Alex immer noch allein zu Haus:-)
Die kommende Weihnachtswoche sollte ähnlich spannend werden. Der Heiligabend wurde zum unvergesslichen Event. Ich durfte über Skype die Familienfeier auf mehr als 8000 km Entfernung in Deutschland, samt der Bescherung meiner Kinder miterleben. Der feierliche Tisch und die überglücklichen Kindergesichter haben meine Einsamkeit deutlich gemildert.

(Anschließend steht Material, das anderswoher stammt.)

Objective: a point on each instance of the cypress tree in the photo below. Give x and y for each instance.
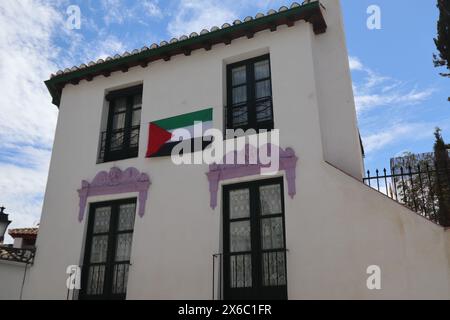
(442, 178)
(442, 59)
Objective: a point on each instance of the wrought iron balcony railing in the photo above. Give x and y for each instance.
(119, 144)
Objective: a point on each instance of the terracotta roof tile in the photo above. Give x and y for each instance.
(24, 232)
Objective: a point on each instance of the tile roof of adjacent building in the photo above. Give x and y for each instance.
(309, 11)
(8, 253)
(24, 233)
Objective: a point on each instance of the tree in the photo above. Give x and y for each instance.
(442, 178)
(442, 59)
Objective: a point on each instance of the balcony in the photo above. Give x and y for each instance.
(119, 144)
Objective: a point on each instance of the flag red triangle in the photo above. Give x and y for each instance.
(157, 137)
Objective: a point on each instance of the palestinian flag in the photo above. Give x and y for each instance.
(161, 139)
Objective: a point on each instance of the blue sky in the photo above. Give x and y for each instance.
(400, 96)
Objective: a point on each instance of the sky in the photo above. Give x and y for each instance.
(400, 97)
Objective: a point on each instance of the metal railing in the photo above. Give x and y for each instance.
(118, 142)
(424, 189)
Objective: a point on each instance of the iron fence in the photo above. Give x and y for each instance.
(424, 188)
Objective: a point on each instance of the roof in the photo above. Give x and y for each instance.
(310, 12)
(8, 253)
(23, 233)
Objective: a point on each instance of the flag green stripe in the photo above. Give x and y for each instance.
(185, 120)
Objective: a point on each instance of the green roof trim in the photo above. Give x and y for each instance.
(310, 12)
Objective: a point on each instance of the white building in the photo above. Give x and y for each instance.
(145, 228)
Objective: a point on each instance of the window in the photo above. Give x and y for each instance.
(108, 250)
(254, 241)
(249, 95)
(121, 139)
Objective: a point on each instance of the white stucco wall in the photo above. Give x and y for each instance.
(11, 279)
(336, 226)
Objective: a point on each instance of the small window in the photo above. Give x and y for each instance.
(249, 95)
(121, 139)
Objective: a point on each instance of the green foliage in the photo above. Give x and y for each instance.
(442, 59)
(443, 178)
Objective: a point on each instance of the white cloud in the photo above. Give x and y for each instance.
(355, 64)
(396, 133)
(118, 11)
(27, 117)
(378, 90)
(195, 15)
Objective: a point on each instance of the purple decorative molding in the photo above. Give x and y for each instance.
(115, 181)
(217, 173)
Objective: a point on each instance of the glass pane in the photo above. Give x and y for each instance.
(240, 204)
(120, 279)
(264, 110)
(134, 138)
(241, 271)
(239, 76)
(263, 89)
(240, 236)
(119, 121)
(96, 280)
(123, 247)
(101, 220)
(272, 234)
(137, 101)
(240, 116)
(126, 216)
(274, 269)
(99, 249)
(262, 70)
(120, 105)
(270, 199)
(239, 95)
(136, 121)
(117, 140)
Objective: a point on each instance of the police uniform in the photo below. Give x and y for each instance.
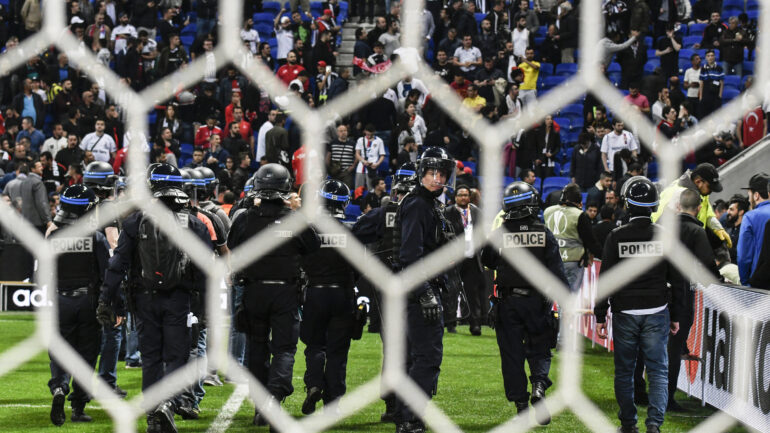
(524, 330)
(77, 284)
(640, 309)
(328, 313)
(270, 304)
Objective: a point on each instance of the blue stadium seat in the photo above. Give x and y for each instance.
(566, 69)
(563, 122)
(729, 93)
(271, 7)
(733, 81)
(689, 41)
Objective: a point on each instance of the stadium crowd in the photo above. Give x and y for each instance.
(676, 62)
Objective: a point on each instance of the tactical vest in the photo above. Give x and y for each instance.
(327, 265)
(385, 245)
(562, 221)
(76, 262)
(283, 262)
(526, 233)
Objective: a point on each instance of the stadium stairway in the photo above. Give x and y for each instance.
(735, 173)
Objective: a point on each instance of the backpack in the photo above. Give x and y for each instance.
(163, 264)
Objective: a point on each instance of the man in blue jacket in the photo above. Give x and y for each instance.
(753, 226)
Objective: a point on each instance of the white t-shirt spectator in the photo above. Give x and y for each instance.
(126, 32)
(101, 147)
(472, 54)
(285, 40)
(370, 150)
(252, 37)
(692, 76)
(612, 143)
(520, 41)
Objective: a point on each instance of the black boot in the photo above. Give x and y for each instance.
(542, 415)
(390, 410)
(313, 396)
(57, 407)
(78, 415)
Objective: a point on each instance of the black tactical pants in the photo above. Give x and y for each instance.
(327, 325)
(523, 333)
(164, 338)
(425, 349)
(78, 326)
(273, 333)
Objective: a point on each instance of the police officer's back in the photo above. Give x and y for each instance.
(77, 285)
(269, 313)
(522, 314)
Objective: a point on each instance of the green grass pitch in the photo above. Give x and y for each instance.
(470, 390)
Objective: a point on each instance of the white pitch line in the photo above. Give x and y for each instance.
(225, 417)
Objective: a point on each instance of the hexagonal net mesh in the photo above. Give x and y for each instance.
(491, 139)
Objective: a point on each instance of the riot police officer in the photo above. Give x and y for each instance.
(376, 228)
(329, 306)
(420, 229)
(77, 284)
(269, 312)
(100, 178)
(161, 279)
(640, 309)
(521, 314)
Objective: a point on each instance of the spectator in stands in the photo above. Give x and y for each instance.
(30, 104)
(736, 208)
(370, 153)
(72, 154)
(467, 57)
(284, 36)
(340, 157)
(391, 39)
(712, 33)
(753, 227)
(100, 144)
(34, 137)
(586, 163)
(34, 199)
(291, 69)
(731, 44)
(711, 86)
(172, 57)
(122, 33)
(615, 141)
(657, 107)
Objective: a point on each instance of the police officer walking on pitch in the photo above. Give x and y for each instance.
(77, 284)
(269, 312)
(377, 227)
(161, 279)
(644, 311)
(329, 307)
(522, 315)
(420, 229)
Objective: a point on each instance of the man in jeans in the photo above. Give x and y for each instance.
(640, 315)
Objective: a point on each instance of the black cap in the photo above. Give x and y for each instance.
(708, 173)
(759, 182)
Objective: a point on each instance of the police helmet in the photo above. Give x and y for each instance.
(520, 200)
(166, 183)
(435, 158)
(639, 196)
(335, 196)
(272, 182)
(100, 177)
(210, 180)
(405, 178)
(74, 201)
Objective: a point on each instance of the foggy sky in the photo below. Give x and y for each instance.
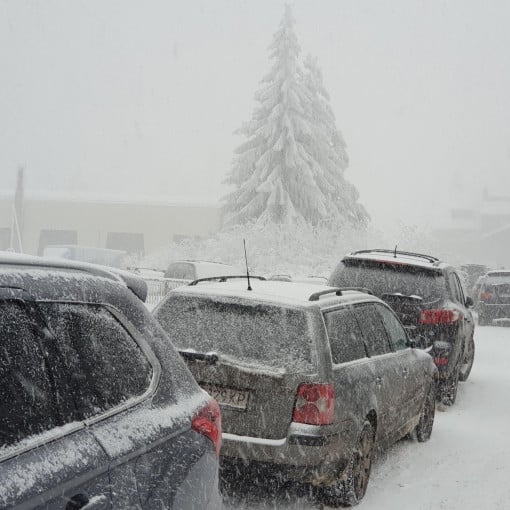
(129, 97)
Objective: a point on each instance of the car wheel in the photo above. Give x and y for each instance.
(424, 428)
(448, 389)
(349, 490)
(467, 360)
(483, 320)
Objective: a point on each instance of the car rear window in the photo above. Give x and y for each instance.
(390, 279)
(27, 396)
(106, 365)
(255, 334)
(497, 278)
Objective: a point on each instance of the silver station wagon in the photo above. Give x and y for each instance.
(309, 378)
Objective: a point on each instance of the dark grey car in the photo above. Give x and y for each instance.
(428, 297)
(494, 298)
(308, 377)
(97, 409)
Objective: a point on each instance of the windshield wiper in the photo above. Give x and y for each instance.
(208, 357)
(413, 298)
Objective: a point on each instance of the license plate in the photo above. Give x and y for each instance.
(229, 397)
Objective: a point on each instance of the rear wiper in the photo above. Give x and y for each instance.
(208, 357)
(398, 295)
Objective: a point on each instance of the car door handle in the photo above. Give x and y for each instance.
(77, 501)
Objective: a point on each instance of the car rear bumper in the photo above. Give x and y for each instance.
(308, 454)
(494, 311)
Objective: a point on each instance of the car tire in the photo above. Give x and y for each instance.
(349, 490)
(423, 430)
(448, 389)
(483, 320)
(467, 360)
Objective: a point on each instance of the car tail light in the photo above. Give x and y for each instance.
(440, 316)
(207, 421)
(315, 404)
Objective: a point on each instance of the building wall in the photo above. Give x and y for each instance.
(92, 221)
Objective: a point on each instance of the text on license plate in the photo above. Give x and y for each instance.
(227, 396)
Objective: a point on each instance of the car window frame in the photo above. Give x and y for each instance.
(395, 350)
(390, 345)
(348, 307)
(72, 427)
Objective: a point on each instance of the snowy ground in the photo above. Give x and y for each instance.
(464, 466)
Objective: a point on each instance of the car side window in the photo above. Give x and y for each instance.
(455, 288)
(345, 337)
(104, 363)
(395, 330)
(460, 288)
(27, 397)
(373, 330)
(181, 271)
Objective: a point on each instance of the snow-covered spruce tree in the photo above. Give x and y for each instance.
(328, 150)
(280, 174)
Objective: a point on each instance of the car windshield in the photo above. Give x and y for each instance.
(497, 279)
(250, 333)
(392, 279)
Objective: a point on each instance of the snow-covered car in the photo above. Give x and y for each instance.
(309, 378)
(97, 408)
(428, 297)
(196, 269)
(494, 298)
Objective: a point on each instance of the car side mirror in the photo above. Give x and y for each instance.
(413, 342)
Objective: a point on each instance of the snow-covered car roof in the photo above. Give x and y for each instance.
(285, 293)
(40, 267)
(389, 257)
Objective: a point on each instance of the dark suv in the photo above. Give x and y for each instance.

Parallel durfte ich bereits den Koffer packen, da es schon am ersten Weihnachtstag beruflich nach Changchun gehen sollte. Changchun ist eine chinesische Autostadt, die knapp 2 Fliegerstunden von Nanjing entfernt liegt. Sie zählt zwar über 7 Mio. Einwohner ist aber in ihrer rund 200-jährigen Geschichte nicht so bekannt geworden. Erst nachdem die Japaner in den 30er Jahren Changchun zur Hauptstadt ihres Marionettenstaates Manchukuo erklärt hatten, gewann diese an Bedeutung. Heute sind dort mehr als 10.000 Menschen für den Autoriesen aus Wolfsburg tätig, und dass ohne die Zulieferfirmen gezählt zu haben. Aufgrund ihrer nordöstlichen Lage wird es im Winter recht früh dunkel und dabei sehr kalt. Temperaturen bis -40 sind keine Seltenheit, deswegen haben mich meine Nanjinger-Kollegen als mutig eingestuft in den „leichten“ Kleidung in Changchung anzureisen. Sicherheitshalber habe ich mich über die Lage der in Hotelnähe liegenden Supermärkte informiert, um bei Bedarf mich da einzudecken.